Likely I am totally not understanding what this search engine is for. I see this a lot on submissions here. I find something interesting sounding but I don’t understand the context. Maybe it’s just me, but it’s confusing.

by atombender

1 subcomments

> Thankfully the BM-25 model used in ranking is robust to this, as it relies on live data from the index itself.
I'm confused by this. TD-IDF incorporates the term frequency (the IDF part), which search engines precompute for the index as a whole. But so does BM25; its IDF formula is slightly different, but also relies on term frequencies. What's the difference?

by vintermann

1 subcomments

This is never going to work. The author is apparently against AI in search in favor of "simplicity", but this sort of thing
> Sentences are stemmed and POS-tagged.
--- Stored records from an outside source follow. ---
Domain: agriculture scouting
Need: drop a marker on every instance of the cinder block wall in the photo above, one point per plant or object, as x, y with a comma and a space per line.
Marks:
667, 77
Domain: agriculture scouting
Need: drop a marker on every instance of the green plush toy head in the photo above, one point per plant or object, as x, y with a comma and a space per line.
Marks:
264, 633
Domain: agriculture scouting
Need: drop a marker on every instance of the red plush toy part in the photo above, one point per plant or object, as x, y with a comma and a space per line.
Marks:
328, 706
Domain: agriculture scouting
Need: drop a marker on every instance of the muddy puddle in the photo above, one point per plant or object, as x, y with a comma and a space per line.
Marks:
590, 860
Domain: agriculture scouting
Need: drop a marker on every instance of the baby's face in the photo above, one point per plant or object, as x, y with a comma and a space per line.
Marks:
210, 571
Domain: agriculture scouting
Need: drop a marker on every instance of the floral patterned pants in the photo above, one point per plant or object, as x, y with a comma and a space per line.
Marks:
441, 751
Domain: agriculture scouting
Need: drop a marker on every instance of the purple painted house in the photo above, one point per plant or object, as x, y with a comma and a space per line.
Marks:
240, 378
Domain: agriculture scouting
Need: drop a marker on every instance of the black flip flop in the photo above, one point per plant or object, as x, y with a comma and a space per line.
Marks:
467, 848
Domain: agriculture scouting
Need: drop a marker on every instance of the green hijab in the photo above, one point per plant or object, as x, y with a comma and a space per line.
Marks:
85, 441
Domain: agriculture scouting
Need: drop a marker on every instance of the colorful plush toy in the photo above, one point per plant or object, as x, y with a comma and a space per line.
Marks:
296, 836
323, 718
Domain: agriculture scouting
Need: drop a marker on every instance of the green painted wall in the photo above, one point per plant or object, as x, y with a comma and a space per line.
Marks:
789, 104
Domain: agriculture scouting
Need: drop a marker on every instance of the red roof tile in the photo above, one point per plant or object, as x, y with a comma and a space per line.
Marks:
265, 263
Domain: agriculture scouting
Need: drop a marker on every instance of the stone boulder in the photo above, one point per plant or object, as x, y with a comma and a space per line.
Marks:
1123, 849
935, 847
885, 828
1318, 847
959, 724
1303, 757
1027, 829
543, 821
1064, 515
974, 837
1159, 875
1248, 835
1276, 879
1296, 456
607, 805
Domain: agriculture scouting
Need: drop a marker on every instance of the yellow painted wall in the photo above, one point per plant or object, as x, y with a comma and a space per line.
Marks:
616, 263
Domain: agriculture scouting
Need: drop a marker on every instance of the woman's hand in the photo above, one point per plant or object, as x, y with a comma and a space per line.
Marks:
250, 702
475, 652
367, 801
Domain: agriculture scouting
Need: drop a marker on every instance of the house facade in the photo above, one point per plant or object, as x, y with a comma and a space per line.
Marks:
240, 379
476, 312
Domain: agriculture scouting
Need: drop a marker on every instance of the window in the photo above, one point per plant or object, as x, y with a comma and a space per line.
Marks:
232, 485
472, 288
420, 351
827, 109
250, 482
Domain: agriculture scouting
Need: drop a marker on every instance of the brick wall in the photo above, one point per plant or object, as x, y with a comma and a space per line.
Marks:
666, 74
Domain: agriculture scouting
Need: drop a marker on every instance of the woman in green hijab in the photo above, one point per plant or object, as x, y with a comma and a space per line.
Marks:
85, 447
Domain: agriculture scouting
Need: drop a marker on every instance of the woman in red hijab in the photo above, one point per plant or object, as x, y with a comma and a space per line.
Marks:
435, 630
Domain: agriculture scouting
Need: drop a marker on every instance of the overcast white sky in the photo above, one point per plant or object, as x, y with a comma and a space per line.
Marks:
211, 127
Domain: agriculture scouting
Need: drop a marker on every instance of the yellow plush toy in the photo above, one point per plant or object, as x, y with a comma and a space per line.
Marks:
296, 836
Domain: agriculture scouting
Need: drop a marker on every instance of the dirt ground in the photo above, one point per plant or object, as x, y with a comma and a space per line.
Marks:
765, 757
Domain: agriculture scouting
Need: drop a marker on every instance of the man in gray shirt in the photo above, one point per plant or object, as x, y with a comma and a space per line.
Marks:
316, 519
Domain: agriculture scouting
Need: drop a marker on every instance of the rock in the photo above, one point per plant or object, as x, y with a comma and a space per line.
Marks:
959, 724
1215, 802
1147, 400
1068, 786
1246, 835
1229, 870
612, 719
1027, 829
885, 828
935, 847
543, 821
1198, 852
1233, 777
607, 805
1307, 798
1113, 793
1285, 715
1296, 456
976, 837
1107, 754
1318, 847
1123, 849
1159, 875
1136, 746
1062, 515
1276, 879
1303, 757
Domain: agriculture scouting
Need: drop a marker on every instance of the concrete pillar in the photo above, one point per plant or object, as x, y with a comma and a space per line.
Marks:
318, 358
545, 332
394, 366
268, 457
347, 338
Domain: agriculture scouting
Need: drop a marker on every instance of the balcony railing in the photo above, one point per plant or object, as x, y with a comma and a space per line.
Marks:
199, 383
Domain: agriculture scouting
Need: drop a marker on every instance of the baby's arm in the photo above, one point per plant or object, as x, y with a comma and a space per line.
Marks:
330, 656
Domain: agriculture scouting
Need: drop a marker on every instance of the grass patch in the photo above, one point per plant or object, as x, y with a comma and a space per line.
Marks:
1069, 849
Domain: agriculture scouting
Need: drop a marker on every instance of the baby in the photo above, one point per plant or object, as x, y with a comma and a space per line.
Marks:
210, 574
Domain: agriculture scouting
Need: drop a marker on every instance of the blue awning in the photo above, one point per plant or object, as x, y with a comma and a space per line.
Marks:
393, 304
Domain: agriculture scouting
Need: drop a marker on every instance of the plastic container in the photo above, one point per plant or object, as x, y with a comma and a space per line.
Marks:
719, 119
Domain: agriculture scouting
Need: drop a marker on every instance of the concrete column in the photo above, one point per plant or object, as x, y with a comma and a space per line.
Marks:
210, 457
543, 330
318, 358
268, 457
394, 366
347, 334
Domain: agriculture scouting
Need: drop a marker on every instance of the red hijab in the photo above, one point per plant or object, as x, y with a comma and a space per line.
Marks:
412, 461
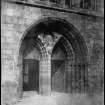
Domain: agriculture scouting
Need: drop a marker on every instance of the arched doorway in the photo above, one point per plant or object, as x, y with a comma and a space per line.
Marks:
72, 60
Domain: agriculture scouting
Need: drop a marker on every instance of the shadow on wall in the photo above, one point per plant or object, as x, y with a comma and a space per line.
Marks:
8, 93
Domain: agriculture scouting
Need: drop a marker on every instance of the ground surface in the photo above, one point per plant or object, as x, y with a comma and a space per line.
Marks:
60, 99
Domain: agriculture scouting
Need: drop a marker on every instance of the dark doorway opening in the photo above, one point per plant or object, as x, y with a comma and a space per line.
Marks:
30, 75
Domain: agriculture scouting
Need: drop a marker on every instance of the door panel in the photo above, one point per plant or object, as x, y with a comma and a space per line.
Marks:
30, 75
58, 75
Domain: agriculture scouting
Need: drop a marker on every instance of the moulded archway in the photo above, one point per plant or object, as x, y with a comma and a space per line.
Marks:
49, 26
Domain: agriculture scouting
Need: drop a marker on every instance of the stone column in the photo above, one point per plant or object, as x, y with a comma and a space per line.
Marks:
45, 69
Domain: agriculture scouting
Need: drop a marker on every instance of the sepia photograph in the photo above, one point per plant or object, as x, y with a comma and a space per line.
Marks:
52, 52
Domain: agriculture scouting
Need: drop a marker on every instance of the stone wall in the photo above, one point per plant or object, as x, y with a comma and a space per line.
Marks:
15, 19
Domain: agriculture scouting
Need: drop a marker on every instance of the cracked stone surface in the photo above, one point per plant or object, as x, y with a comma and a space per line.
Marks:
61, 99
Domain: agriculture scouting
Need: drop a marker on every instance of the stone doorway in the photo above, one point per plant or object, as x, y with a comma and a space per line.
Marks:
30, 75
40, 43
58, 70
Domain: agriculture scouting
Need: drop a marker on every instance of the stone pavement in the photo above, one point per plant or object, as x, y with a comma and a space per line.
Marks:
60, 99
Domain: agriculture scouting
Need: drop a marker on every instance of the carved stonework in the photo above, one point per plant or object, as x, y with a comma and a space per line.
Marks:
49, 41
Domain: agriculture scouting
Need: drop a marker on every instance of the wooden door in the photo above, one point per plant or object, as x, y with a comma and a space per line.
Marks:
30, 75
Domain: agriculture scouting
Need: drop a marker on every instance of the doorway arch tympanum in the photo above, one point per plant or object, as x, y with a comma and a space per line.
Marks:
41, 36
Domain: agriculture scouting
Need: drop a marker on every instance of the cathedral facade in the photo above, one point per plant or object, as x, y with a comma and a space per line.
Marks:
51, 45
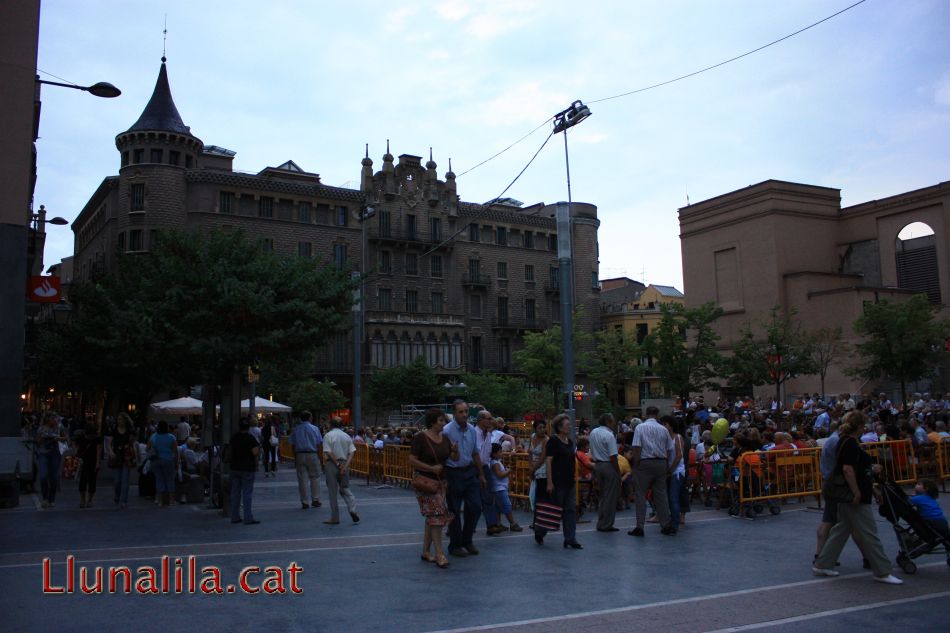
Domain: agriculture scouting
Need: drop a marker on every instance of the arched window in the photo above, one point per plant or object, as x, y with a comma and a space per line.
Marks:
916, 254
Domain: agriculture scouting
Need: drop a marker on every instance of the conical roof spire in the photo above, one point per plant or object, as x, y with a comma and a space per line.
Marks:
160, 113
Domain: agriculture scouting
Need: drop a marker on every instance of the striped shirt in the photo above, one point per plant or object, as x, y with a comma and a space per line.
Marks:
654, 440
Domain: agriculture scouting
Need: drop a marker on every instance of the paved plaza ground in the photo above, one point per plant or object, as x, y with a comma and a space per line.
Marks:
717, 574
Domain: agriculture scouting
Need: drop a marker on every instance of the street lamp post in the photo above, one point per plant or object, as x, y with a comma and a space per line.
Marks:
564, 120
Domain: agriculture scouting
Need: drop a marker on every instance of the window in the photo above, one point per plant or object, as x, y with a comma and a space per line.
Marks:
137, 197
476, 353
304, 212
135, 240
385, 299
226, 202
339, 256
265, 207
502, 310
475, 306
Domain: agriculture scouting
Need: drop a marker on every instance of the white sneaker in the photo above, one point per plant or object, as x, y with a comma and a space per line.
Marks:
818, 571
Sentences, with stemming and POS-tag data is fed into keyword extraction algorithms
IS AI, it's just old fashioned and bad AI. What he's trying will never work well, for the same reason rule-based machine translation never worked well: there are just too many rules and exceptions. Simplicity is great when you can have it, but with human language, simplicity was never on the table.
He's going to have to bite the bullet and use document embedding models sooner or later.

by reedf1

1 subcomments

Took me too long to realize this wasn't a tool to search for marginalia in scanned manuscripts.

by internet_points

1 subcomments

What tools/data do you use for pos-tagging? I'm guessing it has to be fast, to run without a google data center :)

by juliend2

0 subcomment

I remember asking you for this, so Thank you so much! It works quite well from what I can see.
Small UI issue: on Desktop, the left sidebar should be scrollable, because now on Firefox I can't reach the "Language" menu item in the search results view, unless I zoom-out.